The Changes in Miniature Wargaming
When I was younger I grew up around my older brother playing Games Workshop games as well as Dungeons and Dragons. Geekdom is clearly in my blood, as it wasn’t long before I was collecting and painting (badly) my own Warhammer Armies, and helping my brother by acting as NPCs when he was Dungeon Master. In hindsight, there really was no hope for me…
As I grew up, to my shame I moved away from the hobby I loved and focused more on video games, mainly because I could not keep up with the avalanche of price increases Games Workshop, the then monopolistic wargames-market leader, was imposing, but also because in the 1990s being a geek was just not ‘cool’.
Fast forward 20 years, and I am now old enough and ugly enough to be able to embrace my geekery in all its glory and wear amusing geek-themed T-Shirts with pride. I have therefore, with cajoling of the Geek-Pride lord and master Matt Geary, been delving back into the world of miniature wargames. Times have changed since I left.
When I last played wargames there weren’t that many other wargame companies around.

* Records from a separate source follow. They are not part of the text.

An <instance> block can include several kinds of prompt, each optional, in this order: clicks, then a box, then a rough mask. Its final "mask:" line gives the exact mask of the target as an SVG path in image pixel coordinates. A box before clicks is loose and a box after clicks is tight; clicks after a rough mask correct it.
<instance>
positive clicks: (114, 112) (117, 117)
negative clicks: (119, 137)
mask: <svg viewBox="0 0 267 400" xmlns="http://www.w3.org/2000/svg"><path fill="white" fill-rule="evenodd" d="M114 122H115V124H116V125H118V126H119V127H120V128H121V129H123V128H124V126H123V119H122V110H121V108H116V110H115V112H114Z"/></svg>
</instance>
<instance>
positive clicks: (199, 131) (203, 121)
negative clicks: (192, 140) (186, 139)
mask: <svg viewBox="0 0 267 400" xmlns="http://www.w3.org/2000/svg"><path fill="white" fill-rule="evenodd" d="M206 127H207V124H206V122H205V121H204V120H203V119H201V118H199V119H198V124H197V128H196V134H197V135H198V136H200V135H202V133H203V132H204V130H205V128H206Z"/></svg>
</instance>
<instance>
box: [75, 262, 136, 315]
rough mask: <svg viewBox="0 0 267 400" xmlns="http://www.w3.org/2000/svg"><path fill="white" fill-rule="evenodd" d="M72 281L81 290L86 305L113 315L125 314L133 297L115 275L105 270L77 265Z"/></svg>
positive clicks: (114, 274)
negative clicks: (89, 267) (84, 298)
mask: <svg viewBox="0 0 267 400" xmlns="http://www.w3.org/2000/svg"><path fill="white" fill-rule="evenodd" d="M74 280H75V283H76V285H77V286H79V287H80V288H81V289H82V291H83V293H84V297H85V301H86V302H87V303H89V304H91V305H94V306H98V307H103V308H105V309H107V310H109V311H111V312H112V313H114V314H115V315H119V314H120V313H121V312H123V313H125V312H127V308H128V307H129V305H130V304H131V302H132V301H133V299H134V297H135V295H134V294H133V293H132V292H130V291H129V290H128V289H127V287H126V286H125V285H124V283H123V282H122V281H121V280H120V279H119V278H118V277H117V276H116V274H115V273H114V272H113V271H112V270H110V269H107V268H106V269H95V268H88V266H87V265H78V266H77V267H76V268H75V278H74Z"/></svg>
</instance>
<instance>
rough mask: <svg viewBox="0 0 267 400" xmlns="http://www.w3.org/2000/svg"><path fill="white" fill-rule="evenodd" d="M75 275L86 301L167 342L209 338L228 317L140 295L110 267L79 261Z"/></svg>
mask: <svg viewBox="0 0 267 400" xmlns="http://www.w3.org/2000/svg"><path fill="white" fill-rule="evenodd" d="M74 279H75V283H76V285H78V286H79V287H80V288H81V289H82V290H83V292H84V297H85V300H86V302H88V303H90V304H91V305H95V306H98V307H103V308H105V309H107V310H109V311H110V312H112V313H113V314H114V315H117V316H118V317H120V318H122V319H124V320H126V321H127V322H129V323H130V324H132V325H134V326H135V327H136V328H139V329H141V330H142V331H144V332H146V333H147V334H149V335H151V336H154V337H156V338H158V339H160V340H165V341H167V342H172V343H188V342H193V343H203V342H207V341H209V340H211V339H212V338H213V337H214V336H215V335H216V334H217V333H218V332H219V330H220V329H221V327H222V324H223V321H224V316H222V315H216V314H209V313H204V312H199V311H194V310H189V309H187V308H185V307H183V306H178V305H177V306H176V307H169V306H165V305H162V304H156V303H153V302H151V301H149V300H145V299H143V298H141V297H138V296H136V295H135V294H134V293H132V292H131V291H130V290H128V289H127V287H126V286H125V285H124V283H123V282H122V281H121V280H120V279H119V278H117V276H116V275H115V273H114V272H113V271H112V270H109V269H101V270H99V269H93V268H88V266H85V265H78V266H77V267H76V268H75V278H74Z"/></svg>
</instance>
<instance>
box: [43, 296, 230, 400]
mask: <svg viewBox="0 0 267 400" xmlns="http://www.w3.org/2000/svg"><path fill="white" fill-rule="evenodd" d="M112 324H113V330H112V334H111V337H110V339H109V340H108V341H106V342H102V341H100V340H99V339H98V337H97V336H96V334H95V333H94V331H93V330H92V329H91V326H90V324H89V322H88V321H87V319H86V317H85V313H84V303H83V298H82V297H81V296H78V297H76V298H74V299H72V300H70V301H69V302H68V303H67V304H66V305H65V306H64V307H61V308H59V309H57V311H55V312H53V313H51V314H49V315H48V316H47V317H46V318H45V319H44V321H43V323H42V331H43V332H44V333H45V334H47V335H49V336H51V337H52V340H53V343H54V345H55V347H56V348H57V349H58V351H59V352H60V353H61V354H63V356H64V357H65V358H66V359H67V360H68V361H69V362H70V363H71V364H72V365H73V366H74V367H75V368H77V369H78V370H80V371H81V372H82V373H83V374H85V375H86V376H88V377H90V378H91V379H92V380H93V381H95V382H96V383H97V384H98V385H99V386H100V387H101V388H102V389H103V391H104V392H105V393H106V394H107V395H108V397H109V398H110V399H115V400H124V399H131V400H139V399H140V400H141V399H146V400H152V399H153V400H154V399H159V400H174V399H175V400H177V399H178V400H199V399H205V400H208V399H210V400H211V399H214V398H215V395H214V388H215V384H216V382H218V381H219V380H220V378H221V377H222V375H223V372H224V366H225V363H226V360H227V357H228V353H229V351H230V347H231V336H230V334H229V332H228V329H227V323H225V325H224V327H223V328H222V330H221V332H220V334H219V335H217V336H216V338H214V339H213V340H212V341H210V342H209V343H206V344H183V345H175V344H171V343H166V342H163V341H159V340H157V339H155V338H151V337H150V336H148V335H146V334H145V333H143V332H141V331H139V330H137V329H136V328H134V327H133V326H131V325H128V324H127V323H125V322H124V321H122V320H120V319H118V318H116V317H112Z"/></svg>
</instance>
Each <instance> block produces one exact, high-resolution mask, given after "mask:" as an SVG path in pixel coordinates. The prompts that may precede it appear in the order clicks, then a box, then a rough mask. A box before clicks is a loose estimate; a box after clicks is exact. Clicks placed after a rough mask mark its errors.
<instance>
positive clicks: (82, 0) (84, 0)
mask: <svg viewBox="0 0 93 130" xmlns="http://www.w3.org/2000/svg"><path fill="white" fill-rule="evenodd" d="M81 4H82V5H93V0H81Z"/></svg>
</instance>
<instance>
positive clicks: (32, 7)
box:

Games Workshop had their chainmailed fist firmly grasped around the wallets of the teenage geek population and there was little to no competition in terms of quality of miniatures, game play and back story.
It seems however that in my absence there has been something of a revolution amongst the people, with the creation of a number of other successful wargames companies producing high quality miniatures and games set in rich and vibrant universes.
The biggest new player seems to be Privateer Press and their Warmachine/Hordes games. These are scalable games from small skirmishes to large tactical battles, using high quality miniatures with an emphasis on armies comprising of larger single miniatures rather than the wave of squads expected from the Warhammer universe. This game also has a very active and well established competitive side with tournaments regularly being played across the UK and beyond. I liked the look of Warmachine and Hordes, but I personally got the feeling that they were the ‘alternative Games Workshop’; milking their fans with regular “must have” releases. I have so far avoided getting too caught up with these games and have tried to focus on the other, smaller, more interesting games that have popped up in my absence.
There are also smaller niche games that are also increasing in popularity. The science fiction game Infinity by Corvus Belli has some of the most stunning and dynamic sculpts i’ve ever seen, and I hear that the game has a fantastic ‘reaction’ dynamic that means it’s always your turn.
Malifaux by Wyrd is another fantastic looking game, with what I would describe as a ‘dark cartoon’ look to their miniatures. Set in an alternative fantasy world, games are story and scenario based, creating awesome and exciting moments that deserve to be written down and recorded for prosperity. Malifaux is currently being reviewed by its designers who have released the beta rules of Malifaux 2.0 online for public consumption. Their entire miniature range is being revamped and released in plastic, which can only increase their already ludicrously high quality. My gaming group have all invested in this one, and we’ll soon get a few games in… just as soon as I get round to finishing some alternative-fantasy terrain.
Mantic Games, based in Nottingham have adopted a ‘big scale games for small sale price’ approach with their fantasy based Kings of War game. Their miniatures are getting better and better with each new release, and I highly recommend looking at Dreadball for a futuristic fast paced sports game. The closest equivalent is of course GW’s bloodbowl, but there really are very few similarities! Mantic also seem to be the masters of kickstarter, having raised literally millions in funding for their Dreadball, Loka and Deadzone projects. they also have a very welcoming community of players that I recommend getting involved in.
Finally, Spartan Games have released various games, my favourite of which is Dystopian Wars, a naval/land/air wargame using their amazing looking steampunk themed miniatures.
Games Workshop still seem to be the biggest players in the market, but increasing numbers of people are looking to the cheaper, but no less high quality alternatives. I intended on avoiding going back to playing Games Workshop games, as I have read on the internet that in my absence they have become even more expensive, and their games apparently now seem somewhat rushed and unbalanced.
That’s a shame because they do undoubtedly release some stunning miniatures and the back story of their universe is astonishingly deep and varied. I have been, as I said above, cajoled into coming back into the wargaming hobby (well, maybe not cajoled, it didn’t take much if i’m honest!) and I am in the process of dusting off my Dark Eldar and creating a new chapter of space marines. I am much more excited by all of the new smaller companies and their games than I am with Games Workshop and their relentless avalanche of releases.
There will inevitably be some geeks reading this who, like me, fell out of love with wargames at a young age after being taken advantage of by Big GW. My invite to you… come back to the fold! There are now more games and miniature companies than you can feasibly buy paint and play, so you will be spoilt for choice. The variety of choice of games is now huge compared to the 80s and 90s, so there really has never been a better time to either return to the hobby, or start afresh if you’ve never tried before. We now live in the time when the geek rules (I knew it would come eventually) so embrace the hobby you once loved and break out your paintbrushes and dice!